I will admit that "use parallelism even though it's stupid" is how I
thought of force_parallel_mode=on. I thought of it as a testing option
that users shouldn't need to concern themselves with in almost all
cases. I am not at all attached to what I did with
force_parallel_mode, except that it provides some way to test low
memory conditions, and it was something that I thought you'd expect
from this patch.

> What I think would be a lot more useful, and what I sort of expected
> the patch to have, is a way for a user to explicitly control the
> number of workers requested for a CREATE INDEX operation.

I tend to agree. It wouldn't be *very* compelling, because there
doesn't seem to be that much to how many workers are used anyway, but
it's worth having.

> We all know
> that the cost model is crude and that may be OK -- though it would be
> interesting to see some research on what the run times actually look
> like for various numbers of workers at various table sizes and
> work_mem settings -- but it will be inconvenient for DBAs who actually
> know what number of workers they want to use to instead get whatever
> value plan_create_index_workers() decide to emit.

I did a lot of unpublished research on this over a year ago, and
noticed nothing strange then. I guess I could use the box that
Postgres Pro provided me with access to to revisit it.

> They can force it
> by setting the parallel_workers reloption, but that affects queries.
> They can probably also do it by setting min_parallel_table_scan_size =
> 0 and  max_parallel_workers_maintenance to whatever value they want,
> but I think it would be convenient for there to be a more
> straightforward way to do it, or at least some documentation in the
> CREATE INDEX page about how to get the number of workers you really
> want.  To be clear, I don't think that this is a must-fix issue for
> this patch to get committed, but I do think that all reference to
> force_parallel_mode=on should go away.

The only reason I didn't add a "just use this many parallel workers"
option myself already is that doing so introduces awkward ambiguities.
Long ago, there was a parallel_workers index storage param added by
the patch, which you didn't like because it confused the issue in just
the same way as the table parallel_workers storage param does now,
would have confused parallel index scan, and so on.
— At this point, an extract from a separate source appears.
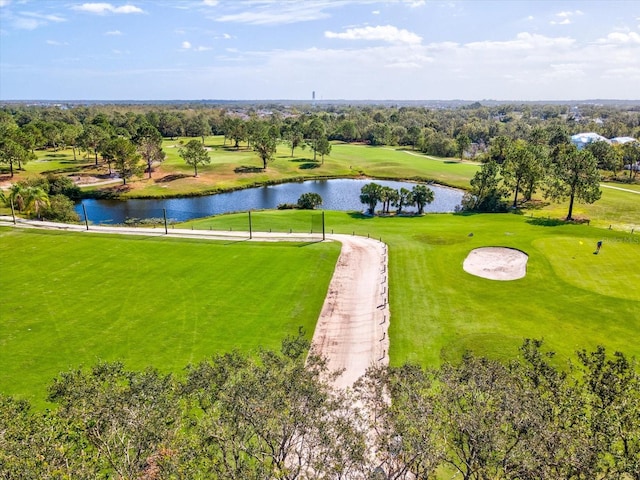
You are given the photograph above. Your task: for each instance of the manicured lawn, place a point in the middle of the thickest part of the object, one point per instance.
(71, 299)
(570, 297)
I counter-argued
that though this was ugly, it seemed to be how it worked on other
systems (more of an explanation than an argument, actually, because I
find it hard to know what to do here).

You're right that there should be a way to simply force the number of
parallel workers for DDL commands that use parallelism. You're also
right to be concerned about that not being a storage parameter (index
or otherwise), because that modifies run time behavior in a surprising
way (even if this pitfall *is* actually something that users of SQL
Server and Oracle have to live with).  Adding something to the CREATE
INDEX grammar just for this *also* seems confusing, because users will
think that it is a storage parameter even though it isn't (I'm pretty
sure that almost no Postgres user can give you a definition of a
storage parameter without some prompting).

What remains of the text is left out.